В 1939 году Ева много путешествовала. Вместе с младшей сестрой и матерью они совершили плавание на прогулочном лайнере по Северному морю. Такого рода туристические поездки устраивались действовавшей в системе Германского трудового фронта организацией «Сила через радость». Гитлер ничего не имел против, так как эти поездки ничего ему не стоили.
Еву также приглашали на кинофестиваль в Венеции. Ее пребывание в отеле «Экзельциор» оказалось, однако, недолгим. Она получила срочную телеграмму и немедленно выехала обратно в рейх. Был конец августа, и в переполненном спальном вагоне говорили только о предстоящей войне с Польшей. Поезд по непонятной причине подолгу простаивал на переездах. Перроны мелькавших за окнами станций были переполнены. Ева даже содрогнулась, увидев, сколько воинских эшелонов стремительно мчится в противоположном направлении. Как и почти все немцы, она так до конца и не верила, что будет объявлена всеобщая мобилизация.
Разумеется, Ева от всей души хотела присоединения Данцига к рейху и даже подарила Гитлеру к пятидесятилетию украшенные бриллиантами золотые запонки с изображением свастики над гербом «Вольного города». Но сестрам она постоянно говорила, что «все закончится подписанием мирного соглашения и веселыми песнями». Ильзе отправилась вместе с ней в Берлин. По просьбе Евы Альберт Шпеер предложил ее старшей сестре должность своей секретарши. Гитлер несколько смягчил режим секретности, поэтому позволил себе пригласить обеих молодых женщин на полуофициальный ужин в рейхсканцелярию. Когда подали десерт, Гитлер спросил Риббентропа: «Если вы не против, я открою тайну?» Министр иностранных дел только горделиво улыбнулся в ответ. Тогда Гитлер во всеуслышание заявил: «Никакой крупномасштабной войны не будет. Сегодня ночью Риббентроп вылетает в Москву. Мы подписываем с русскими договор».
В эти предваряющие начало величайшей в Новейшей истории войны роковые часы Ева неотступно находилась рядом с Гитлером. Ее альбом содержит поразительные любительские снимки, но еще более ошеломляющее впечатление производят подписи под ними. Гитлер говорит по телефону с Риббентропом, сообщающим ему из Москвы о подписании договора. На заднем плане люто ненавидящие друг друга Геббельс и Борман обнимаются от радости.

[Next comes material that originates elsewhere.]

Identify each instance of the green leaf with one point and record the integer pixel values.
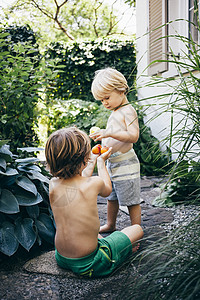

Далее следующая запись Евы: «…И все-таки Польша не хочет вести переговоры…» Оказывается, Гитлер сообщил ей, что поляки хотят войны, а их неуступчивый посол Липский распространяет в посольствах на Тиргартенштрассе слухи о непригодности немецких танков к боевым действиям и готовности польской кавалерии уже через неделю после их начала торжественно вступить в Берлин.
Ева и Ильзе присутствовали также на приснопамятном заседании рейхстага в опере Кролл, где Гитлер объявил, что германские войска вступили в Польшу.
«Это война, Ильзе, — прошептала Ева. — Он покинет меня… Что с нами будет?»
Когда же Гитлер возвестил, что до победы будет носить только военную форму, а в случае поражения уйдет из жизни, Ева затряслась и закрыла лицо руками. «Если с ним что-нибудь случится, — пробормотала она, — я тоже умру».
Все присутствующие встали и закричали: «Хайль Гитлер!» Затем зазвучали государственный и партийный гимны. Но на улицах у большинства берлинцев лица были мрачными и озабоченными, как на похоронах. Женщины спешили домой, с горечью поглядывая на торопливо семенящих рядом детей.
У выхода из здания оперы доктор Брандт сказал: «Не беспокойтесь, фрейлейн Браун. Фюрер обещал, что через три недели война закончится». «Да». Ева горько улыбнулась и стиснула зубы, чтобы не разрыдаться.
Вечером она попросила управляющего делами рейхсканцелярии Канненберга зайти к ней. «Я слышала от Геринга, — сказала она, и, пораженный ее приказным тоном, невысокий полный человек удивленно вскинул брови, — что в Гамбургском порту стоят пароходы, битком набитые консервами, шоколадом, кофе, вином и множеством других продуктов. Немедленно пошлите туда кого-нибудь, пусть он заберет часть продуктов и отправит их на «Гору» [61] . Нам нужно сделать как можно больше запасов». Канненберг поспешил выполнить ее желание. Мародеры, в мае 1945 года накануне прихода американских войск грабившие дома в Оберзальцберге, обнаружили в подвалах и амбарах бывшей резиденции Гитлера довольно большое количество этих продуктов.
61
«…пусть он заберет часть продуктов и отправит их на «Гору» — «гора» — по-немецки «Берг», отсюда название местности — Берхтесгаден.